Directives can be configured to publish to a Stream. This is done by adding a streams section to the directive and specifying the type stream and naming the Stream in the publish task. If the Stream does not exist, it will be created and owned by the Directive. If the Stream already exists, the Directive will publish to the existing Stream, and the limits passed in the Directive will be ignored.

Example Directive:

apiVersion: tawon.mantisnet.com/v1alpha1
kind: Directive
metadata:
  name: capture-coredns
spec:
  condition:
    equal:
      field: process.name
      value: coredns
  tasks:
    - task: capture
      config:
        filter: port 53
    - task: dns
    - task: publish
      config:
        type: stream
        name: coredns
  streams:
    - name: coredns
      store: mystreamstore
      maxage: 6h

In this example, the Directive will publish to the coredns Stream on the mystreamstore StreamStore.

A retentionPolicy can be added to the streams in the streams section. This can be configured to cause the Stream to be deleted when the Directive is deleted. This is useful for temporary Streams that are only needed for the duration of the Directive. By default, the Stream will not be deleted when the Directive is deleted.

Example with a temporary Stream:

  streams:
    - name: coredns
      store: mystreamstore
      retentionPolicy: Delete

tawonctl integration

The tawonctl tool can be used to create and manage Streams. The commands for accessing and manipulating Streams are:

tawonctl k8s streams: List all Streams.
tawonctl k8s streams sub: Subscribe to a Stream by name.
tawonctl k8s streams dump: Dump a pcap from a Stream by name (the data must be pcap data).
tawonctl k8s streams wireshark: Open wireshark using a Stream by name (the data must be pcap data).
tawonctl k8s streams rm: Delete a Stream by name.

Sub, dump, and wireshark all support a --all flag to read the Stream from the first message. By default, only new messages will be read.
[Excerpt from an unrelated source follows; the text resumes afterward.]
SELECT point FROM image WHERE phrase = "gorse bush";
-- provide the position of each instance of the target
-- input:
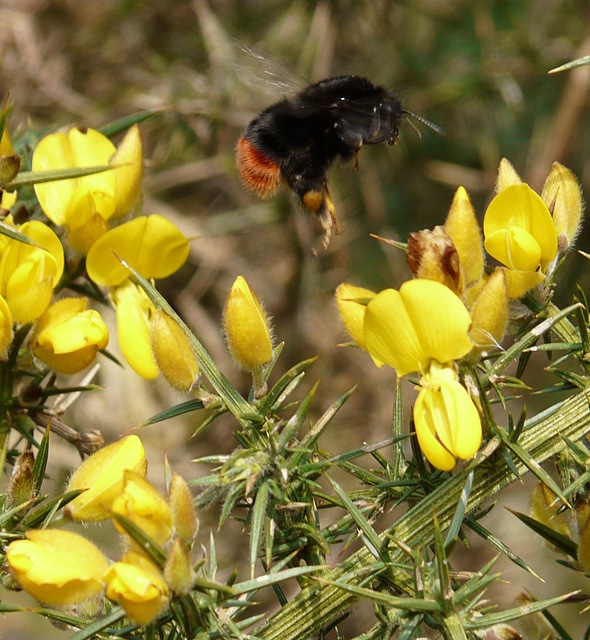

Streams can also be created and used from the k8s directive subcommand. By default, the tawonctl k8s directive xxx subcommands will use nats as the publish target, if not explicitely specified. To use a Stream, the --stream-store mystreamstore flag must be used. This will cause the Directive to publish to a Stream on the mystreamstore StreamStore. You can name the Stream (and the directive itself) with the --name flag. If the Stream does not exist, it will be created. Using the sub, dump, and wireshark commands, if the Directive is temporarily created, for the duration of the command, the Streams will also be deleted automatically when the command exits.